Categories Biometric R&D  |  Biometrics News
Demographic-agnostic tool for deepfake detection shows promise
 

A group of U.S. researchers say they have created the first deepfake detection algorithms successfully designed to be less biased.

The team tested their idea on a well-known algorithm and dataset and report overall detection accuracy from 91.49 percent to 94.17 percent. Citing separate algorithm research, they said a 10.7 percent difference has been found in deepfake detection error rates between races.

The scientists work at the University of Buffalo, Indiana University-Purdue University and Carnegie Mellon University.

UB researcher Yan Ju says that in focusing on bias in face recognition detection tools – a critical priority –past efforts have paid too little attention to deepfake detector bias. The team’s perspective differed from conventional thought in another way.

Rather than try to balance biometric databases, make algorithms more fair. The team claim this is a first.

For the project, supported in part by the U.S. Defense Advanced Research Projects Agency (DARPA), the researchers created two machine learning methods.
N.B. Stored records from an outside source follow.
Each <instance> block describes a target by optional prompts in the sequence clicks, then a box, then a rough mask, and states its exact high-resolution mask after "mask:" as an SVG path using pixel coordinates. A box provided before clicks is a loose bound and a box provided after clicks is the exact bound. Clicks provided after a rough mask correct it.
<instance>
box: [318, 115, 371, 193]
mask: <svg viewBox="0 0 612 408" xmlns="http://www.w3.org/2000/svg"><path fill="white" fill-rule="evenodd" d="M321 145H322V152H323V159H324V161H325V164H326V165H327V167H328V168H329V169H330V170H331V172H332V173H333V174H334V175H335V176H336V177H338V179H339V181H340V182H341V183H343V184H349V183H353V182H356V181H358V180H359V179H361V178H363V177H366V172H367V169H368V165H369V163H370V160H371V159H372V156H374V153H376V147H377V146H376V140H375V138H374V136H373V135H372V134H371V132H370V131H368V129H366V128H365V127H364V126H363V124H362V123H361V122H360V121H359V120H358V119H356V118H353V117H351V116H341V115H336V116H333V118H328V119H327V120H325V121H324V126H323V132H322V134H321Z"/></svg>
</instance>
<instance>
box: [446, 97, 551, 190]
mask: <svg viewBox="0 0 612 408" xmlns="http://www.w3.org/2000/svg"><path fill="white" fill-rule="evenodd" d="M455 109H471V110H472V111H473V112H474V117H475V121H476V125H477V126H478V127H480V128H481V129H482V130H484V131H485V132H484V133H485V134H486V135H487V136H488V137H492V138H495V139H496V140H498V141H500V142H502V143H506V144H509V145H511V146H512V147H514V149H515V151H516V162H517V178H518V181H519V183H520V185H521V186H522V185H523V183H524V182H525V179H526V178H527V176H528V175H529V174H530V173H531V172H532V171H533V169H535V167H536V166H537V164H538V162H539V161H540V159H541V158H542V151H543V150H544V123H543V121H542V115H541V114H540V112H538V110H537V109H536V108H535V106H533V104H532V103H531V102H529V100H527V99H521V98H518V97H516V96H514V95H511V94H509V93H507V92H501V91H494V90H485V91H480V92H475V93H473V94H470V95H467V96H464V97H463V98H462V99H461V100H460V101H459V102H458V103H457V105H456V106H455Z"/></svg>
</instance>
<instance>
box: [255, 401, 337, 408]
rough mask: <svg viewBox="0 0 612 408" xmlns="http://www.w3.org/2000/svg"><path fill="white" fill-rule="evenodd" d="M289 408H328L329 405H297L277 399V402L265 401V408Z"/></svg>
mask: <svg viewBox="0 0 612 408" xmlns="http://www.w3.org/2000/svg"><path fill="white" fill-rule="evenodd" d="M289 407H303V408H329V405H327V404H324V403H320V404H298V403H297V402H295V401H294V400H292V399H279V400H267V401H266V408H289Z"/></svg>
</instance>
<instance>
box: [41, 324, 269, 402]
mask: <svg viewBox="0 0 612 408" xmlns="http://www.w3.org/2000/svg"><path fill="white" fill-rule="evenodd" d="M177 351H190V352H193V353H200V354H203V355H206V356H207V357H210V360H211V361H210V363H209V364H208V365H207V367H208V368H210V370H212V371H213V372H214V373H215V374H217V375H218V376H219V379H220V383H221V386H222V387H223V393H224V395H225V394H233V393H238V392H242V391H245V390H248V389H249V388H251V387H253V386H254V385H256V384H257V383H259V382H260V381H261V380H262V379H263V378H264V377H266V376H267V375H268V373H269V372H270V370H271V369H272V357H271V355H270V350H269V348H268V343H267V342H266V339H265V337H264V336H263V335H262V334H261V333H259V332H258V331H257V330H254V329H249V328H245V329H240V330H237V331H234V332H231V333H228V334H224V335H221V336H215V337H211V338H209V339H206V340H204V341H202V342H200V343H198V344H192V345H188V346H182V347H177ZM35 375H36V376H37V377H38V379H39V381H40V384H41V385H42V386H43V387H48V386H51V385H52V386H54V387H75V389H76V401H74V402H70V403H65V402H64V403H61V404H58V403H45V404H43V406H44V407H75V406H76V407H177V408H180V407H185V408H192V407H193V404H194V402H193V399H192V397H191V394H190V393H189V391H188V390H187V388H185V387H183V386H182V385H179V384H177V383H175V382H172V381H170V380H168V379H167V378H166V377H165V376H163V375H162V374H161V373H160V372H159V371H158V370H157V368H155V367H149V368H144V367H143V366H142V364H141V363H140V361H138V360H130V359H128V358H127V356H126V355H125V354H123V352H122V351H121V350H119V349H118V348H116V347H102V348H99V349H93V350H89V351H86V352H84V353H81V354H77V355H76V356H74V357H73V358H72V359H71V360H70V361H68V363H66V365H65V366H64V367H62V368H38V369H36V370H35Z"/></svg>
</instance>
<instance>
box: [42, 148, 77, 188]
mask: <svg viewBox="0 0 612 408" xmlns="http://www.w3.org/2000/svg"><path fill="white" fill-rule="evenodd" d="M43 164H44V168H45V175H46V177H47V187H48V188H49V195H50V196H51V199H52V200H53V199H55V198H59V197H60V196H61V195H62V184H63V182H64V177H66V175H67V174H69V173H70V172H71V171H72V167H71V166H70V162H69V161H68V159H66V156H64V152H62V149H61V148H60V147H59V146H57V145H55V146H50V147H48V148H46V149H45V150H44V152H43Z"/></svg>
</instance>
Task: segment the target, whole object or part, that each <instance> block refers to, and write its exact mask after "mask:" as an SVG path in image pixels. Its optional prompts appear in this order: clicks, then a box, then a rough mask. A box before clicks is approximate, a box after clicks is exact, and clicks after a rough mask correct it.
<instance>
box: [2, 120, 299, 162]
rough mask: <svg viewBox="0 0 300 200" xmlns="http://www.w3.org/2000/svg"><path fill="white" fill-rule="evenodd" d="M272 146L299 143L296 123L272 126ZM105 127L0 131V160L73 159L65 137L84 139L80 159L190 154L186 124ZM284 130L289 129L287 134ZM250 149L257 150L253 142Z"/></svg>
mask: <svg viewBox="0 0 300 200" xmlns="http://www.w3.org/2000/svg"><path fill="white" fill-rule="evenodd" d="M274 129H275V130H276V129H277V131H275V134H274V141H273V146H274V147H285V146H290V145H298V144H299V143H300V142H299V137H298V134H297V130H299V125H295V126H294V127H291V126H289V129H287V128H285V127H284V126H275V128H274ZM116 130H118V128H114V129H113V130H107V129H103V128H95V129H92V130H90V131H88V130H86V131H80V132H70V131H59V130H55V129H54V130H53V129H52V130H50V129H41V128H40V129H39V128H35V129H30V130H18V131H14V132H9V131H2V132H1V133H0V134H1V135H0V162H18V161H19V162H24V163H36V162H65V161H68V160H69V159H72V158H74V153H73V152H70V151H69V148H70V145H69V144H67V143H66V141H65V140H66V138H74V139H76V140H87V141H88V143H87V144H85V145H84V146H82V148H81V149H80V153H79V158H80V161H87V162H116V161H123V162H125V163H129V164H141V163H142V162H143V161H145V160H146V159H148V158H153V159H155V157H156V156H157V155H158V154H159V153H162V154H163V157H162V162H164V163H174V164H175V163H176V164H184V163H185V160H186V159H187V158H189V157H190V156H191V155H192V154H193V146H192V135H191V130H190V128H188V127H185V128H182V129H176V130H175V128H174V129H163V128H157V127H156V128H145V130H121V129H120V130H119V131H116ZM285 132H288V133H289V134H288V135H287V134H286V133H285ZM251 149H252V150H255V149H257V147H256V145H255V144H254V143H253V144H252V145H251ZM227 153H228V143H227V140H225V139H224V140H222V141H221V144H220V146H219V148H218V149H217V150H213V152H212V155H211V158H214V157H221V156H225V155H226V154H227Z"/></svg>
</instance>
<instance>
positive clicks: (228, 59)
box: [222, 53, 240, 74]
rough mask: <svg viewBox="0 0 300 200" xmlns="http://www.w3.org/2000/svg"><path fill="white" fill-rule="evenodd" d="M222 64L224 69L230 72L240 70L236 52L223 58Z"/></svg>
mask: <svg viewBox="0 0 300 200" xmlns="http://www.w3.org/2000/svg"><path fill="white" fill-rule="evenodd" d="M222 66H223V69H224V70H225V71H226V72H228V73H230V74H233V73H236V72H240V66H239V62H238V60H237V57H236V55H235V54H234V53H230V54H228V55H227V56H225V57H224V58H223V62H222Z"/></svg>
One made algorithms aware of various demographics while the other was “demographic agnostic.”

They reportedly improved accuracy disparities “across races and genders.” Overall accuracy improved, too.

“We’re essentially telling the algorithms that we care about overall performance, but we also want to guarantee that the performance of every group meets certain thresholds, or at least is only so much below the overall performance,” says the study’s lead author, UB computer scientist Siwei Lyu.

What’s more, the agnostic algorithm is freed from datasets’ demographic bias by classifying deepfake videos on features in a segments’ “not immediately visible to the human eye.”

The researchers used the Xception algorithm with multiple datasets and the FaceForensics++ datasets with other algorithms in their work and the new methods largely held up.

There was an improvement in “most fairness metrics” with “slightly reduced overall detection accuracy.”

Lyu says the tradeoff is worth it as improvements are made to biometric datasets.